O PCP é o único partido em Portugal que tem uma visão de longo prazo. Enquanto todos os outros passam a vida a espiar o vizinho do lado e a oscilar nos seus rumos à medida do soprar dos ventos do momento, os comunistas mantêm-se fiéis a uma estratégia – sabem o que querem e o que fazer para o alcançar. Perceber este ponto de partida é fundamental para apanhar as duas mensagens principais que, este fim-de-semana, circularam no Congresso dos comunistas.

Primeiro, a mensagem interna – nos discursos dos congressistas. Vários elementos do Comité Central, que assumiram para si a opção de apoiar no parlamento a actual solução de governo, desdobraram-se em explicações aos militantes comunistas.

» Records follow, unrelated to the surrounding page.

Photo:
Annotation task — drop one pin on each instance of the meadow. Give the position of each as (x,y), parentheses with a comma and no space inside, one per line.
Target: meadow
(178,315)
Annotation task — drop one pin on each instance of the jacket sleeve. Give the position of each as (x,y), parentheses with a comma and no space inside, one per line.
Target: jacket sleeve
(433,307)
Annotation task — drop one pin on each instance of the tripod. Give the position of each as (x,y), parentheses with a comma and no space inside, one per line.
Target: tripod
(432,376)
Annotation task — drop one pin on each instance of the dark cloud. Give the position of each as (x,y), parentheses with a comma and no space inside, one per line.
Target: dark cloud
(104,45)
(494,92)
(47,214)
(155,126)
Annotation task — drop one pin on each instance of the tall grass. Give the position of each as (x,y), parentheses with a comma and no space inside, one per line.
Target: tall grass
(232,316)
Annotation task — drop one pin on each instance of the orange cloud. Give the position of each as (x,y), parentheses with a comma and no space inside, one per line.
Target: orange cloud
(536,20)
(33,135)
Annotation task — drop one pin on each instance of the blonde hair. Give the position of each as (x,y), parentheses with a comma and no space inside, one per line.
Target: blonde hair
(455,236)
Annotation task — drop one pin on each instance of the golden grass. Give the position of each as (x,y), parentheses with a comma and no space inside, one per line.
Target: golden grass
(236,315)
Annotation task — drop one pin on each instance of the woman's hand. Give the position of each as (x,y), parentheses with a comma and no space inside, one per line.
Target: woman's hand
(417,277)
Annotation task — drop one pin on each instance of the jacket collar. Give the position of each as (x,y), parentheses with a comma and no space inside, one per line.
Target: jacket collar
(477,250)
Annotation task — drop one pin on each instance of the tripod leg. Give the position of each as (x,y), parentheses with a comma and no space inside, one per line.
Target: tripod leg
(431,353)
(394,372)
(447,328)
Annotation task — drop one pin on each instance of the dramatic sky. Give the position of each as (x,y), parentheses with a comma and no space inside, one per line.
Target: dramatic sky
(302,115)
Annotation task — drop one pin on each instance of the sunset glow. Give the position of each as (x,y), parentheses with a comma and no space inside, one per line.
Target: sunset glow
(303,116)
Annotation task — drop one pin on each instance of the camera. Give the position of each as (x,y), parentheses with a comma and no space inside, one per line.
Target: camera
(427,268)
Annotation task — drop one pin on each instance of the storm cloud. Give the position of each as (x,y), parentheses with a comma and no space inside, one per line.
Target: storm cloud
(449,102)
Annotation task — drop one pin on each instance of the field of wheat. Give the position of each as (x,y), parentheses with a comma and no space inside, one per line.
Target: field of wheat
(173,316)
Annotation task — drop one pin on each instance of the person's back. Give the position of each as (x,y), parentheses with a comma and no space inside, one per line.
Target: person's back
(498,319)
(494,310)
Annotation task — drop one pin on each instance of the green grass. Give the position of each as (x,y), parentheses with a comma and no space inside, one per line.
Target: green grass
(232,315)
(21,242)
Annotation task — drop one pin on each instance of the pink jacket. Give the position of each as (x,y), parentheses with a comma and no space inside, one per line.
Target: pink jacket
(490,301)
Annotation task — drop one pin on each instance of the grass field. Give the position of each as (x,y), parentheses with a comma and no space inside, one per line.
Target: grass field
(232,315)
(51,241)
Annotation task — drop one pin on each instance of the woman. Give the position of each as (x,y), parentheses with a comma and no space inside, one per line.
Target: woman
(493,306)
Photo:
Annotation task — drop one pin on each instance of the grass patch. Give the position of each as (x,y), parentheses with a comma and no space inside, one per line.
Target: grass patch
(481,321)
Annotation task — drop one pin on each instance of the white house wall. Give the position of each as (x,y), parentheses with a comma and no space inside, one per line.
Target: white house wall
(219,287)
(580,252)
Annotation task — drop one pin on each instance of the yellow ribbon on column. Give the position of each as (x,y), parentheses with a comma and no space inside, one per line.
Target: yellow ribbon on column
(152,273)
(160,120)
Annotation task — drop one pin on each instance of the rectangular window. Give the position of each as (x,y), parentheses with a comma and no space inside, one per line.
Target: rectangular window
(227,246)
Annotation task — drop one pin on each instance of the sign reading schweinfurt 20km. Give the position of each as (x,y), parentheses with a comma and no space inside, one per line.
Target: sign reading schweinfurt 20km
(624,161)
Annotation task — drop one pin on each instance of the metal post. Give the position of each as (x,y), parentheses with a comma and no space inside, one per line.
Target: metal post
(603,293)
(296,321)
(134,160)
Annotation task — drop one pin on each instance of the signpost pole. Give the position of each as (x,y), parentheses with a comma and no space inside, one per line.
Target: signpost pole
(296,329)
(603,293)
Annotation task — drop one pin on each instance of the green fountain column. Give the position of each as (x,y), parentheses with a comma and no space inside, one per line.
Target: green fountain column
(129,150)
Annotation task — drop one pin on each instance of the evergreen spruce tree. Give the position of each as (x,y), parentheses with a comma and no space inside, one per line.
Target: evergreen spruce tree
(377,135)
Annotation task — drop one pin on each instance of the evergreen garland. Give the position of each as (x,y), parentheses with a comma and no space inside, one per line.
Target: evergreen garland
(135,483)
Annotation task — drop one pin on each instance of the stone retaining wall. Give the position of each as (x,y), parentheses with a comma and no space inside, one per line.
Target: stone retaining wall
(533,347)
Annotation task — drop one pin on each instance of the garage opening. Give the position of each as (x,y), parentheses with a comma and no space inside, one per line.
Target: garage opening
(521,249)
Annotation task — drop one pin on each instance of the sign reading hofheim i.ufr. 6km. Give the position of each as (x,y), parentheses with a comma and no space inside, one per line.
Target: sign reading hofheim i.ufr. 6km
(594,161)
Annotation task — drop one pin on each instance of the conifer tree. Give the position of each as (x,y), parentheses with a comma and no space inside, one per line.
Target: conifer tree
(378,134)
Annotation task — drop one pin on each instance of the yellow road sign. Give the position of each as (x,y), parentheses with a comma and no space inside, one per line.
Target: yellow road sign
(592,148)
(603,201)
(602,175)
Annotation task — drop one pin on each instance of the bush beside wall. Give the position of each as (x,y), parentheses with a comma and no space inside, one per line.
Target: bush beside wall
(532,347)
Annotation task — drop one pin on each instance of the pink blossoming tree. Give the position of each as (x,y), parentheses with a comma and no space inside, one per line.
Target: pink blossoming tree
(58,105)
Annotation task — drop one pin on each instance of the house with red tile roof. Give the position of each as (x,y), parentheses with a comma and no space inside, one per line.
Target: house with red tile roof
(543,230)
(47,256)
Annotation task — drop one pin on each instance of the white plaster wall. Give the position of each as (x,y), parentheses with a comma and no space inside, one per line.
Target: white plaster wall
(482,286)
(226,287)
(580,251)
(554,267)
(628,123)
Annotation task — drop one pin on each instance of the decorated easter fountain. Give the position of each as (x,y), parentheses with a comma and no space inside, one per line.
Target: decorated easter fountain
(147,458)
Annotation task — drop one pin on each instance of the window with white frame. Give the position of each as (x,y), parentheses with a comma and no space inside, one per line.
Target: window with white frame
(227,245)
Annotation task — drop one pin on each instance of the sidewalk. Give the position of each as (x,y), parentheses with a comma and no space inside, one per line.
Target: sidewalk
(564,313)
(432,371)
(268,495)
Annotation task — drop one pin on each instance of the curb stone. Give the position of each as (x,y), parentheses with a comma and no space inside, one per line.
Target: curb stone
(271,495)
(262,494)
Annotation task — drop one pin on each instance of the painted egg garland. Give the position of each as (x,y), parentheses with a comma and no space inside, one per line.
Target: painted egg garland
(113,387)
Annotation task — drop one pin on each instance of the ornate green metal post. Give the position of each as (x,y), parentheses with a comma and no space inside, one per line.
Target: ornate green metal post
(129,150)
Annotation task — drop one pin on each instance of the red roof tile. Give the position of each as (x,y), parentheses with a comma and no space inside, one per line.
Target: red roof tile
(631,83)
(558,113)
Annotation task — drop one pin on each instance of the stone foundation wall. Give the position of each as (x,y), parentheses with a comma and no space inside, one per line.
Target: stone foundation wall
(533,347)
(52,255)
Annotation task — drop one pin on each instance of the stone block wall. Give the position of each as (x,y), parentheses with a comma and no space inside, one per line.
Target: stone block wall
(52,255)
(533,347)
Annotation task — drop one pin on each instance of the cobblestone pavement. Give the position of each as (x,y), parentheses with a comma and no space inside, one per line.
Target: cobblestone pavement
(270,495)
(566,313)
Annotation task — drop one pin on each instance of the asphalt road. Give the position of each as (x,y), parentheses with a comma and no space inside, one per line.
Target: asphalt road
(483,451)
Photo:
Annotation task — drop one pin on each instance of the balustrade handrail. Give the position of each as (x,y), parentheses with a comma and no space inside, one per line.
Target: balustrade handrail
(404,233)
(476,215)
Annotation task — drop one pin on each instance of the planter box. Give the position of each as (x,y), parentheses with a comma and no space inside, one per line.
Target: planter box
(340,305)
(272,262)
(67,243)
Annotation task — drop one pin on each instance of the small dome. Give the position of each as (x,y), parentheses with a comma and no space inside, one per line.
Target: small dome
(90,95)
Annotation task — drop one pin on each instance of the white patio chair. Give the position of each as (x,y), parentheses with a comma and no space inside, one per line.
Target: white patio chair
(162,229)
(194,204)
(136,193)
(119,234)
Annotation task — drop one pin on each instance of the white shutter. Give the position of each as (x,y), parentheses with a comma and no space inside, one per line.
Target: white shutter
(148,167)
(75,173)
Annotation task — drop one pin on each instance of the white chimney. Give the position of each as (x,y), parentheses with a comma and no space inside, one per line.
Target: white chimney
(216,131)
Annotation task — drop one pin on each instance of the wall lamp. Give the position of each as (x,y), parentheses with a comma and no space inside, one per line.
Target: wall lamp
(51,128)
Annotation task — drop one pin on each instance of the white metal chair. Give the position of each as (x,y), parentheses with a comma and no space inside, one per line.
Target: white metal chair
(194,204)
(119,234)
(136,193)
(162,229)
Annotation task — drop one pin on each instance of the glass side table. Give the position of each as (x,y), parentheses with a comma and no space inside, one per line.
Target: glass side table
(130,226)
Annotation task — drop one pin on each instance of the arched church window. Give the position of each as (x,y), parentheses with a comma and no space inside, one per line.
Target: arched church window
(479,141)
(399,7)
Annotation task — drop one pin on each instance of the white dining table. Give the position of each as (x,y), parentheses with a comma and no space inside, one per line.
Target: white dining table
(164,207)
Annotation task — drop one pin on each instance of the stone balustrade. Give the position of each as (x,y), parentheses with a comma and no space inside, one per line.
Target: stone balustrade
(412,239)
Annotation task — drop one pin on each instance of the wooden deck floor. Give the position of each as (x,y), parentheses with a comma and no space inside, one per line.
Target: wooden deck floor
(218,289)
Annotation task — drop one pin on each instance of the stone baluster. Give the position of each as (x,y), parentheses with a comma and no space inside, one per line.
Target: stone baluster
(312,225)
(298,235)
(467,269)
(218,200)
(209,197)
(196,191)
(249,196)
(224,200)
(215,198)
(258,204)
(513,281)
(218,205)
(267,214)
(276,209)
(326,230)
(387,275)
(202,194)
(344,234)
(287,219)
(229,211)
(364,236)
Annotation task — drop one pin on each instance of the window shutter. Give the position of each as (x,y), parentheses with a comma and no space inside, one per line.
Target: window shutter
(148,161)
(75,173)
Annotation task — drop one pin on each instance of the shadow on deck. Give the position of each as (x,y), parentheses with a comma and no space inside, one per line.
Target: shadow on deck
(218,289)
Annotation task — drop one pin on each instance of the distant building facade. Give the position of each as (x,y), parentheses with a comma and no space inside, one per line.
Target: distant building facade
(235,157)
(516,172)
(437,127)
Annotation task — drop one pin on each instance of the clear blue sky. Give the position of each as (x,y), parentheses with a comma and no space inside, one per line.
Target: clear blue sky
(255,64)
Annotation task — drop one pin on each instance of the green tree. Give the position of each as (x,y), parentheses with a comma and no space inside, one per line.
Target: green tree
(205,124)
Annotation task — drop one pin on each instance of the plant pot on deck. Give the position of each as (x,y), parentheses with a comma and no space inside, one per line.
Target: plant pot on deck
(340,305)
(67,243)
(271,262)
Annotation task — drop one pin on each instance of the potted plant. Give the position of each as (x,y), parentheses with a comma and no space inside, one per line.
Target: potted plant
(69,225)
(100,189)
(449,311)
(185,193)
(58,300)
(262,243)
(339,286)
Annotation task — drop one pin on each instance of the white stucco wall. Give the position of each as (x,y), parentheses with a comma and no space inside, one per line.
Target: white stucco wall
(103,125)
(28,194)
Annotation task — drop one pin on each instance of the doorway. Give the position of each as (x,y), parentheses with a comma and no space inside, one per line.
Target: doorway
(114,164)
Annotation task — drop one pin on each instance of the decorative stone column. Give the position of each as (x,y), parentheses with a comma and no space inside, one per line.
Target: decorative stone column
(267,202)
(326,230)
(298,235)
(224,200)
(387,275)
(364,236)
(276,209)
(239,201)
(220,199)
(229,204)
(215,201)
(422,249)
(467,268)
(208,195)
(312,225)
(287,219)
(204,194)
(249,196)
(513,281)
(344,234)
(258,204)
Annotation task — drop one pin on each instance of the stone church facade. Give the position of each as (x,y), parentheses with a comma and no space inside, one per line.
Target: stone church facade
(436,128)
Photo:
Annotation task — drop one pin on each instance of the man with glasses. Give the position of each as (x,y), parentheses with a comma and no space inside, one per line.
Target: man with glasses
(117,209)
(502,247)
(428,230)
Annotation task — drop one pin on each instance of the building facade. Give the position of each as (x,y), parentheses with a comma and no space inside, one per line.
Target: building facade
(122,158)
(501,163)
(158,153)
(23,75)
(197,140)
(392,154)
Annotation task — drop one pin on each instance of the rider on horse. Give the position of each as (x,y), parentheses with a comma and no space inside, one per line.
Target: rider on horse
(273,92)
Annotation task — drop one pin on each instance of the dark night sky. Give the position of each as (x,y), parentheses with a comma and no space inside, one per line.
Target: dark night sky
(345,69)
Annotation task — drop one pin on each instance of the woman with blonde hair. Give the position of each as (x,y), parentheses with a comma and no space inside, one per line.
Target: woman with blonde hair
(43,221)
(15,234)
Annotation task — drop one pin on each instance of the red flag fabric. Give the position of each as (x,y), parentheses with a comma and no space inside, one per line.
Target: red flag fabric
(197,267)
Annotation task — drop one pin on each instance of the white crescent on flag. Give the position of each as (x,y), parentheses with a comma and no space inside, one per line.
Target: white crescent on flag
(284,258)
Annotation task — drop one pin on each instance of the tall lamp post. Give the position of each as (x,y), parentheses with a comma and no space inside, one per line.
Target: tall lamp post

Não, o PCP não foi domesticado pelo PS. Não, pelo PS não passa o caminho para o socialismo. Não, o PS não é um partido de esquerda nem um aliado ideológico do PCP. As explicações têm justificação: pela primeira vez, o PCP apoia um governo e aprova orçamentos de Estado, pelo que abriu a porta a todo o tipo de contradições óbvias face a posições passadas. Daí que, também justificadamente, a prioridade interna fosse separar as águas entre o PCP e o PS. A lista de prioridades elencada por Jerónimo de Sousa – sair do euro e da UE, impor o controlo estatal na banca, renegociar a dívida – serve sobretudo esse propósito. Esses não são os objectivos imediatos do PCP, são meras bandeiras que contrariam a natureza do PS e que ajudam a manter as distâncias. Nestes tempos de “geringonça”, o PCP percebeu que era importante insistir na identidade ideológica do partido, para que as bases comunistas assimilassem essa ideia de divergência insanável com o PS. Missão cumprida.

Segundo, a mensagem externa – nas entrevistas, nomeadamente a de Jerónimo de Sousa ao Público. A pergunta está em todas as cabeças políticas: a geringonça está para durar até ao final da legislatura (2019)? Por parte do PCP, sim. Mas com um grande “se” a servir de aviso. A geringonça durará se as suas partes se respeitarem e cumprirem o acordo (o actual ou outro novo a negociar) – isto é, enquanto todos conseguirem tirar o devido benefício político da situação conforme negociado. O PCP queria resgatar os seus sindicatos, revertendo a privatização nos transportes (o que seria das greves gerais sem o controlo dos transportes?), apostando forte na inversão de rumo na educação e recompensando os funcionários da administração pública – e está a ter o queria. O PS queria o poder – e tem-no de forma incontestada. E o BE queria crescer eleitoralmente e penetrar na máquina do Estado – e isso não lhe está a correr assim tão bem. Daí que, no final das contas, tenham saído dois recados do Congresso comunista – um para o BE e outro para o PS.

Ao PS, num momento em que as sondagens colocam os socialistas à beira de uma maioria absoluta, o aviso foi claro como água: se o PS largar a mão dos comunistas, terá uma oposição feroz e contestação social nas ruas. Porque, embora todo o país esteja de olho nas sondagens, o PCP sabe bem que o seu peso social é muito superior ao eleitoral. A influência do PCP na “geringonça” não se mede em votos, mas através do controlo que tem da máquina sindical, que pode declarar paz ou guerra ao governo. O PS que não se esqueça disso.

Ao BE, o PCP fez questão de indicar que o vê como o elemento menos fiável da “geringonça”. Sim, há finalmente convergências entre os dois partidos mais à esquerda. Mas há igualmente um assumido repúdio dos comunistas pelo vazio ideológico e pela busca constante dos holofotes mediáticos por parte dos bloquistas. Ao contrário de PS e PCP, o BE não definiu objectivos programáticos a extrair da “geringonça” e apenas almeja o crescimento eleitoral. Como tal, o PCP apontou o BE como principal risco para a estabilidade governativa: quando os bloquistas sentirem, frustrados pelas sondagens, que apoiar o PS não os favorece e que já não têm nada a ganhar ali, poderão forçar desentendimentos. Como aconteceu com a Caixa Geral de Depósitos. O PCP avisou-os que ficarão a falar sozinhos.

Concluindo. O PCP usou o Congresso para enviar uma mensagem interna – a sua diferenciação ao PS – e dois recados externos. Primeiro, cuidado com o BE, que é o elemento instável da geringonça. Segundo, que o PS não esqueça que precisa do PCP se quiser manter a paz nas ruas – e que, se trair os comunistas, terá a contestação social ao rubro. Os avisos estão feitos e são para levar a sério. É que, no PCP, palavra dada é mesmo palavra honrada.